Kuhne sent the Department of Natural Resources a letter dated May 13 notifying the regulatory agency of the elevated chlorine levels, citing a suspected cause of “disinfection activities that are ongoing in our community aimed at combating the spread of COVID-19.”

He said he spoke with managers of the community’s two residential nursing homes and a retirement facility, along with shopping centers in the community, and was told all “have been performing daily deep cleaning with chlorine bleach to mitigate the spread of COVID-19,” Kuhne’s letter to DNR noted. “We believe that these disinfectants are making their way into the waste stream and have upset the biomass present in the lagoon system, ultimately affecting the performance of the facility.”

Kuhne, noting many of the DNR staff he is in contact with regularly are working remotely, said he’s exchanged emails with them about these concerns.

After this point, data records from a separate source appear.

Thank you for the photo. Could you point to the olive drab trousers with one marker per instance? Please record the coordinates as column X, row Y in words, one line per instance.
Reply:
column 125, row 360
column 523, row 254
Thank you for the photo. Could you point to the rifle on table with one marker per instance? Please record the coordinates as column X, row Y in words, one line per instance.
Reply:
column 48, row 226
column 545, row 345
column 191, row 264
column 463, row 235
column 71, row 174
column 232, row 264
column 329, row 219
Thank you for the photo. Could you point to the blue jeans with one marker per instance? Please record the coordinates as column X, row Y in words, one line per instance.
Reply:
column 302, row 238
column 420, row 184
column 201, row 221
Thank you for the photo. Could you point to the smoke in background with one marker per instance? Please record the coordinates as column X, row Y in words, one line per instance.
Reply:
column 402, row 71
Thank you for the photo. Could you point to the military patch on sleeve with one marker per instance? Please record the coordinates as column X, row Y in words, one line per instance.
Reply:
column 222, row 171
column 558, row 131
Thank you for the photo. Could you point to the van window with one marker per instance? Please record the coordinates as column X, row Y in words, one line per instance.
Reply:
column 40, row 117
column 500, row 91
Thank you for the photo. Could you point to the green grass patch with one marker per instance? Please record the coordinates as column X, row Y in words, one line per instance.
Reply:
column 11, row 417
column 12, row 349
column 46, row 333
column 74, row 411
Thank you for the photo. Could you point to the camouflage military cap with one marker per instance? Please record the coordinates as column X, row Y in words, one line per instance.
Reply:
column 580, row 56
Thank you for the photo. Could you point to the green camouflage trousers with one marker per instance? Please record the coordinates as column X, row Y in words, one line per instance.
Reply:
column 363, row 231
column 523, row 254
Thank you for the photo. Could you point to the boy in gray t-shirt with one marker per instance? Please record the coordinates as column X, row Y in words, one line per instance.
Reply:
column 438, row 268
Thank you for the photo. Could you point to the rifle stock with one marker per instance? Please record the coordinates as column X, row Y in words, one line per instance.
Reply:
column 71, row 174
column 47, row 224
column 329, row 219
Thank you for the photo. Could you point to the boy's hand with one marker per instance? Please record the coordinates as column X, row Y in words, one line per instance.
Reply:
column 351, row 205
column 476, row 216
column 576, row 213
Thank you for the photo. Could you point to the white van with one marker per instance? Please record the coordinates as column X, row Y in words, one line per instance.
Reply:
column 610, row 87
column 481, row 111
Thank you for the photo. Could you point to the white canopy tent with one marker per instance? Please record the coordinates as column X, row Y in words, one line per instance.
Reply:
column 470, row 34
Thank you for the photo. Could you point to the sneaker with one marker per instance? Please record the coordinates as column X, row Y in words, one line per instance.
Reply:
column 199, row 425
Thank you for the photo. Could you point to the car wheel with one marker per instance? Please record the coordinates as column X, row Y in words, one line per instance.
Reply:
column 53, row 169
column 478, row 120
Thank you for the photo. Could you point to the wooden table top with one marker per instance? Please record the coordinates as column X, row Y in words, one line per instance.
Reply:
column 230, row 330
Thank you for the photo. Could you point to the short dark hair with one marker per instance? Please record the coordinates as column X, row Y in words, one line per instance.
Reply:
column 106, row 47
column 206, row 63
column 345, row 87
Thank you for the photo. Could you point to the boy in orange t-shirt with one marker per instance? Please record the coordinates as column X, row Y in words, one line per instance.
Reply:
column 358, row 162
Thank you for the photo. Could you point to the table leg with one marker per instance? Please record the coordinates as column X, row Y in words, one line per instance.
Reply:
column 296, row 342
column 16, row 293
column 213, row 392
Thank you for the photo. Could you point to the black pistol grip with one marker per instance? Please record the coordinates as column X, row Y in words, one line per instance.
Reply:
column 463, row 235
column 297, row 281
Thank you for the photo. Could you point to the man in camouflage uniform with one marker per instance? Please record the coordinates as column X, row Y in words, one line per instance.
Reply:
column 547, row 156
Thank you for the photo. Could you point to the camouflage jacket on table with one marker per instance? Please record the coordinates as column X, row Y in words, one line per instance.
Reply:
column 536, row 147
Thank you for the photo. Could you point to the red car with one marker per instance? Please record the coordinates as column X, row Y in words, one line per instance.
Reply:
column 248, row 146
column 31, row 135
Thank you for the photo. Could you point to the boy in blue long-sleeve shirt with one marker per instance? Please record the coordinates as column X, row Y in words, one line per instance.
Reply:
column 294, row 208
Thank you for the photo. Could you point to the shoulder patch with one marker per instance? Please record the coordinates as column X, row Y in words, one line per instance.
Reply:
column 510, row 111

He said he was told the DNR hadn’t received an influx of these reports but was told they “were surprised they hadn’t” given the circumstances.

“We haven’t changed anything else at the plant,” said Kuhne. “This is the only thing we can figure out that’s changed with all the disinfecting going on.”

The city’s plant is permitted for a CBOD level of 8.3 milligrams per liter (mg/L) on a daily average and 5.5 mg/L on a monthly average. In the letter to DNR in May, the city acknowledges a CBOD level of 45 mg/L for a daily maximum and an 18.9 mg/L for the monthly average.

That level has now dropped into the “20s,” said Kuhne on the monthly average.

“We’ve never detected it in the plant before,” he said of the problem. “Our plant won’t operate properly.”

Working with the city’s engineering firm and the testing lab to “troubleshoot these performance issues,” Kuhne’s letter to DNR noted the city has asked the testing lab to report “numerical concentration of total residual chlorine” in weekly reports. The city’s engineers are also investigating adding a “dechlorination process prior to the headwaters” at the plant. And, the letter noted, “We are currently collecting data to size dosing pumps for the addition of sodium bisulfite.”

The problem has killed off the plant’s biomass, the “good bacteria” as Kuhne called it, which breaks down human waste.

“Currently, it’s not operating at the level we need it to due to the chlorine,” he said.

An option being considered is obtaining “actuated sludge” from another city’s plant and “reseeding” the plant here. “We would take actuated sludge, with active ‘bugs’ and we introduce it into our plant to, essentially, reseed it and get it back operating well,” said Kuhne.

Kuhne updated Owensville aldermen on the issue at their June 15 meeting, saying, “It killed off our biomass. We need to reseed the plant.”